Fue hablando de la razón por la que nos separamos, cuando noté que la situación se hizo mas tensa y se rompió totalmente cuando le sugerí que se me estaba acabando la edad para ser madre. Albert se lo tomó como una imposición y me contestó que el ya tenía dos hijas y no quería más.

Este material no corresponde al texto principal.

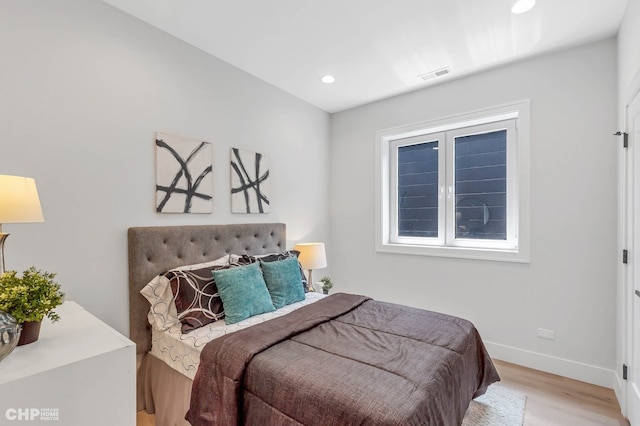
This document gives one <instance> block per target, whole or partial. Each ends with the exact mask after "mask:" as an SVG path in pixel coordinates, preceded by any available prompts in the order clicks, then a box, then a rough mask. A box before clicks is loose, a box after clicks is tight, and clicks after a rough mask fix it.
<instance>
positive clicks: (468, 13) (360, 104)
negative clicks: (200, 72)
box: [103, 0, 627, 112]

La conversación fue subiendo de tono, me acuerdo de haberle acusado de egoísta y de que apenas se implicaba en nuestra relación, que era yo la que la mantenía y la alimentaba y Albert volvió a sacar aquella ira de los primeros días, acusándome de cambiar las reglas de juego; pero no, no era un juego para mí y acabé durmiendo sola en la habitación y llorando desconsoladamente.

Tardamos un par de semanas en volver a la situación inicial y desde aquel momento no volvimos a hablar del tema, puesto que me di cuenta que había encontrado una barrera que Albert se negaba a levantar.

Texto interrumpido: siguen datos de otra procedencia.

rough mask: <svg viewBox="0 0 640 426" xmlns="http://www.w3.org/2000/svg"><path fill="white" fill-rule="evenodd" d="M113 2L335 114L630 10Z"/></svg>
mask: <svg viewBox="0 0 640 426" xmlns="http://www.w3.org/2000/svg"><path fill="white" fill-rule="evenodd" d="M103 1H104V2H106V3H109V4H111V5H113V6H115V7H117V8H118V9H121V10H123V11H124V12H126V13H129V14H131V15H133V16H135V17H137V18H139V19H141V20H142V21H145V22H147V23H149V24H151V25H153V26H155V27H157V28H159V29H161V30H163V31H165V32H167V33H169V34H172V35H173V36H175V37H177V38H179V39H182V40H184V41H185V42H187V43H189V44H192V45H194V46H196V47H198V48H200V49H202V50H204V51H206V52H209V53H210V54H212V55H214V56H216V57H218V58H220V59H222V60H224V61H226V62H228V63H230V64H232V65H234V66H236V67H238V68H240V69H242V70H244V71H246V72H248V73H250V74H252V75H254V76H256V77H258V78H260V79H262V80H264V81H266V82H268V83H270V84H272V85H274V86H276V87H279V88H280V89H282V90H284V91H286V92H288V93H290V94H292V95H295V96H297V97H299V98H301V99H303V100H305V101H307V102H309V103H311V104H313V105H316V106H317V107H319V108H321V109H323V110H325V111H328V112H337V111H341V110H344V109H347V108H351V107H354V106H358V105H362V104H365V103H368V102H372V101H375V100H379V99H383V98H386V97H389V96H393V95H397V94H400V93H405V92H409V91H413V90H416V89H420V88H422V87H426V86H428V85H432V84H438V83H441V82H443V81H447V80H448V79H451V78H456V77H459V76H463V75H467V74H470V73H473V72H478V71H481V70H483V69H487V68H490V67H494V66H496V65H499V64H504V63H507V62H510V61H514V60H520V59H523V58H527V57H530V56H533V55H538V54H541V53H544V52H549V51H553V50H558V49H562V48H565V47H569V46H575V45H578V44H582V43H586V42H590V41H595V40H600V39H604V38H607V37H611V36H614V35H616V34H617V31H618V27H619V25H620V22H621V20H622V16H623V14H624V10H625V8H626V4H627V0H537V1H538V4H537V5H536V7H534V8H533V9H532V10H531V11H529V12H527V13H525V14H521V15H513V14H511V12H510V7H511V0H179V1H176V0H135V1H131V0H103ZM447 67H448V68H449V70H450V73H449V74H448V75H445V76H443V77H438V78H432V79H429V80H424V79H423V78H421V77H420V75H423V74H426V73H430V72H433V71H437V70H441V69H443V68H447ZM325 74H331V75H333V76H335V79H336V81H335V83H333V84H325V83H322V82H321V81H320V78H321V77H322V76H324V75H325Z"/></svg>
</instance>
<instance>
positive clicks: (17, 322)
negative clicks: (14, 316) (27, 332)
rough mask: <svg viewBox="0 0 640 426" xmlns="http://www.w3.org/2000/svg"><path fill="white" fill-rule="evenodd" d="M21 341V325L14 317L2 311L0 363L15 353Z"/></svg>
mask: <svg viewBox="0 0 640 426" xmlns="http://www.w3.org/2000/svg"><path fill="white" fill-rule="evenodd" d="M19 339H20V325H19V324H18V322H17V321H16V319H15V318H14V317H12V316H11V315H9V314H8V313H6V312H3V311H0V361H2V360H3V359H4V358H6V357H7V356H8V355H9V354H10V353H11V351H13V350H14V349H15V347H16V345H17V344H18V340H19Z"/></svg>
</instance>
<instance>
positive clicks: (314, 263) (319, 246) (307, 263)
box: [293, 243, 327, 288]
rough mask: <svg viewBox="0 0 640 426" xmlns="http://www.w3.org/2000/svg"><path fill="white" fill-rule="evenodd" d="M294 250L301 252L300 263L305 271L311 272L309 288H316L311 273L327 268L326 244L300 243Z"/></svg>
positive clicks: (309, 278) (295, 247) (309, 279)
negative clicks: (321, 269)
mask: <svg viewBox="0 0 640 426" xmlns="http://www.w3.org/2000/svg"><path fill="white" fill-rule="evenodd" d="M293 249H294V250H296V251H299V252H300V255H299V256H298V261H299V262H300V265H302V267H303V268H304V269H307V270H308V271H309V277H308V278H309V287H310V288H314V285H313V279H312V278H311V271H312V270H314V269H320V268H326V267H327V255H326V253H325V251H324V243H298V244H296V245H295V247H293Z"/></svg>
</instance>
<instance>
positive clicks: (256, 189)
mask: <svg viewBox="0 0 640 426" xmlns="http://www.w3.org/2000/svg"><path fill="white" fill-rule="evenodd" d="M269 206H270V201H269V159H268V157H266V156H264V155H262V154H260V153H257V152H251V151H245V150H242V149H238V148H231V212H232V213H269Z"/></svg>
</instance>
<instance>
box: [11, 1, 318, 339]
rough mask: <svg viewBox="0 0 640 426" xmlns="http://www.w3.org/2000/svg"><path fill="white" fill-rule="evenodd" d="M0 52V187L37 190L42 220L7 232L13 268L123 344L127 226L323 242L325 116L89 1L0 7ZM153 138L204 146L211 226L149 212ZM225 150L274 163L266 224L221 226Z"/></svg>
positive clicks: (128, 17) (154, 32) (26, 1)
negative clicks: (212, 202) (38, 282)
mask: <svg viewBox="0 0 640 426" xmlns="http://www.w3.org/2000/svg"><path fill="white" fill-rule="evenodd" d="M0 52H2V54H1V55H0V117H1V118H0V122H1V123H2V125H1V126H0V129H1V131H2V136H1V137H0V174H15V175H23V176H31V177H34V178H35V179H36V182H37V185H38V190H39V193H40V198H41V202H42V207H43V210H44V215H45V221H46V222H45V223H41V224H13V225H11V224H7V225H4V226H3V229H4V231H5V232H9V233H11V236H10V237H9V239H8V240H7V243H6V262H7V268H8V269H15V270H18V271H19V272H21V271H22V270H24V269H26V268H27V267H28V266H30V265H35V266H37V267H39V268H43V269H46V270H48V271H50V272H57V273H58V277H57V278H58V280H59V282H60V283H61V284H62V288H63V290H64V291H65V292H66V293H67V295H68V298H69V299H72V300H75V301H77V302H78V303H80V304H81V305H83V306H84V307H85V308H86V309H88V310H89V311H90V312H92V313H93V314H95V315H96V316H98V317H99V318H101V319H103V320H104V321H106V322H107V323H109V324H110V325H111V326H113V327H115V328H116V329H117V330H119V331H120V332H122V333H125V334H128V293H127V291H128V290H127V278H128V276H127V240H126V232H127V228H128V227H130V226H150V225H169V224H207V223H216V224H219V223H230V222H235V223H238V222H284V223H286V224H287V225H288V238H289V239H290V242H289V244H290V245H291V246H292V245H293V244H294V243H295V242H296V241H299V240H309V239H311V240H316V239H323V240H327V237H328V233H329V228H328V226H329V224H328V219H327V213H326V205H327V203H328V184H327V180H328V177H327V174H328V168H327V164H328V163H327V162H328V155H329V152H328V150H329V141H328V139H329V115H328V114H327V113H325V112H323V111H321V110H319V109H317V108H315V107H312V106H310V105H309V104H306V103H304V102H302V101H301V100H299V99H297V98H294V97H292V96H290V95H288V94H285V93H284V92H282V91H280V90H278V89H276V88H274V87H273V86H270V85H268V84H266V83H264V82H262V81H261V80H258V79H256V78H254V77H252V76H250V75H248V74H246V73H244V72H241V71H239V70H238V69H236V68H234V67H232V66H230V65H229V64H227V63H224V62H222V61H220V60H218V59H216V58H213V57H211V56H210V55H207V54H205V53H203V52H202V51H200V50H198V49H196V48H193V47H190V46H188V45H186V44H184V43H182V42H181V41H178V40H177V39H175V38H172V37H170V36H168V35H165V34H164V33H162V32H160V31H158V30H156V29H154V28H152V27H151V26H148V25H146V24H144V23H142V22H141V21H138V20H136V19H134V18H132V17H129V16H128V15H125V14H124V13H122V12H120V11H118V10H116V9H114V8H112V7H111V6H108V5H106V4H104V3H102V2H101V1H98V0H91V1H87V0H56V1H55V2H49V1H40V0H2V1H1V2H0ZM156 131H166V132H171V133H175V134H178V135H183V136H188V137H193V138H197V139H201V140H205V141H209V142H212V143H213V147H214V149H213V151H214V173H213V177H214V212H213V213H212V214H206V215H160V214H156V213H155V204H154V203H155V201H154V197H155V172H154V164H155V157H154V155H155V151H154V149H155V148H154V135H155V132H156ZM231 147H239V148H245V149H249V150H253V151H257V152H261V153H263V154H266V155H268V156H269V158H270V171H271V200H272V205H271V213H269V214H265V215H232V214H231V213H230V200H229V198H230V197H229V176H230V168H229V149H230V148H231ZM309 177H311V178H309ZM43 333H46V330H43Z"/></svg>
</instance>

Sin embargo, todo cambió tras su último viaje. Desde el principio me di cuenta que Albert no era el mismo que había marchado. Las dudas empezaron a corroerle, se acrecentaron sus inseguridades y algunos rasgos pasados volvieron a aflorar.

Ahora con el tiempo, señalaría aquella noticia que oímos por la tele, sobre la nueva cepa de gripe que se había descubierto en China como el punto de inflexión, pero lo cierto es que conforme avanzaba la preocupación por la pandemia, la ansiedad de Albert iba a más. Llamaba a sus hijas dos y tres veces al día, contactó con amigos médicos de Madrid para que le informaran de la evolución de la pandemia y releyó todas las noticias que provenían de Europa que por aquel entonces se había convertido en el nuevo foco del Sars Cov 2.

El detonante fue cuando el gobierno decretó el cierre de los centros educativos y el estado de alerta con el confinamiento general de los ciudadanos. Albert llevaba días haciendo gestiones y una noche, tal vez mi noche más amarga, me dijo que tenía que volver, que tenía que estar con sus hijas, que no me preocupara que cuando esto acabase, volvería. Pero, en mi interior, sabía que las pocas posibilidades que había tenido de formar una familia con Albert se las llevaba aquella maldita pandemia y comprendí con una claridad meridiana que sin hacer nada, sin merecerlo, ella había ganado.

Y aquí estoy ahora delante de una de los inmensos ventanales del JFK, viendo como el vuelo de American Airlines con destino a Madrid levanta el vuelo. Me estoy despidiendo de mi amor, porque algo dentro de mí, a pesar de sus promesas, me dice que no le volveré a ver, que no habrá viaje de vuelta.

Unas lágrimas entelan mi visión, mientras mi mano instintivamente se posa por debajo del ombligo. Ya hace unos días que me tenía que haberme venido la regla, pero no lo ha hecho. Quizás no sea importante, pero hace un par de meses dejé de tomar los anticonceptivos y ayer compré un test de embarazo con el que ha llegado el momento de salir de dudas.